Chaos and quantization of the three-particle generic Fermi-Pasta-Ulam-Tsingou model I: Density of states and spectral statistics

Abstract

We study the mixed-type classical dynamics of the three-particle Fermi-Pasta-Ulam-Tsingou (FPUT) model in relationship with its quantum counterpart, and present new results on aspects of quantum chaos in this system. First we derive for the general N-particle FPUT system the transformation to the normal mode representation. Then we specialize to the three-particle FPUT case, and derive analytically the semiclassical energy density of states, and its derivatives in which different singularies are determined, using the Thomas-Fermi rule. The result perfectly agrees with the numerical energy density from the Krylov subspace method, as well as with the energy density obtained by the method of quantum typicality.

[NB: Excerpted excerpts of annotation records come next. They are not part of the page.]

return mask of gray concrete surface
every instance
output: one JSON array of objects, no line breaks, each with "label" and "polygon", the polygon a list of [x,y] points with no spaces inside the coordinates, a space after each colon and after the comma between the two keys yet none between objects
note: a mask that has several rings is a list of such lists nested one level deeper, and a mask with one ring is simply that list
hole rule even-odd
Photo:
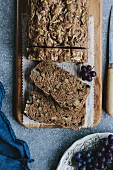
[{"label": "gray concrete surface", "polygon": [[[104,112],[105,74],[108,16],[113,0],[103,0],[103,118],[93,129],[78,131],[63,129],[26,129],[12,116],[15,105],[13,84],[15,83],[15,27],[16,0],[0,0],[0,81],[6,90],[3,112],[10,120],[19,139],[25,140],[35,162],[31,170],[55,170],[64,151],[77,139],[95,132],[113,132],[113,118]],[[15,114],[15,113],[14,113]]]}]

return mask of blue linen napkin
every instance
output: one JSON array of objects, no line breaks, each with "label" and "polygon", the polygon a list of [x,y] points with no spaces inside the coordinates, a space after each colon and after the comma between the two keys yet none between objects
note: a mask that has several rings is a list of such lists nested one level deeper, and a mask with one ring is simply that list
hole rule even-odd
[{"label": "blue linen napkin", "polygon": [[3,84],[0,82],[0,170],[30,170],[29,147],[26,142],[16,138],[9,120],[1,111],[5,96]]}]

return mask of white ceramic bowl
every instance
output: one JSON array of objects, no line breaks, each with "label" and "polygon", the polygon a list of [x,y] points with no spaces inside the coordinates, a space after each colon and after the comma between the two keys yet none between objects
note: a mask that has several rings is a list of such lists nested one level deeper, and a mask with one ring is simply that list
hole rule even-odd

Here, in paper I, we concentrate on the energy level statistics (level spacing and spacing ratios), in all classical dynamical regimes of interest: the almost entirely regular, the entirely chaotic, and the mixed-type regimes. We clearly confirm, correspondingly, the Poissonian statistics, the GOE statistics, and the Berry-Robnik-Brody (BRB) statistics in the mixed-type regime. It is found that the BRB level spacing distribution perfectly fits the numerical data. The extracted quantum Berry-Robnik parameter is found to agree with the classical value within better than one percent. We discuss the role of localization of chaotic eigenstates, and its appearances, in relation to the classical phase space structure (Poincar\'e and SALI plots), whose details will be presented in paper II, where the structure and the statistical properties of the Husimi functions in the quantum phase space will be studied.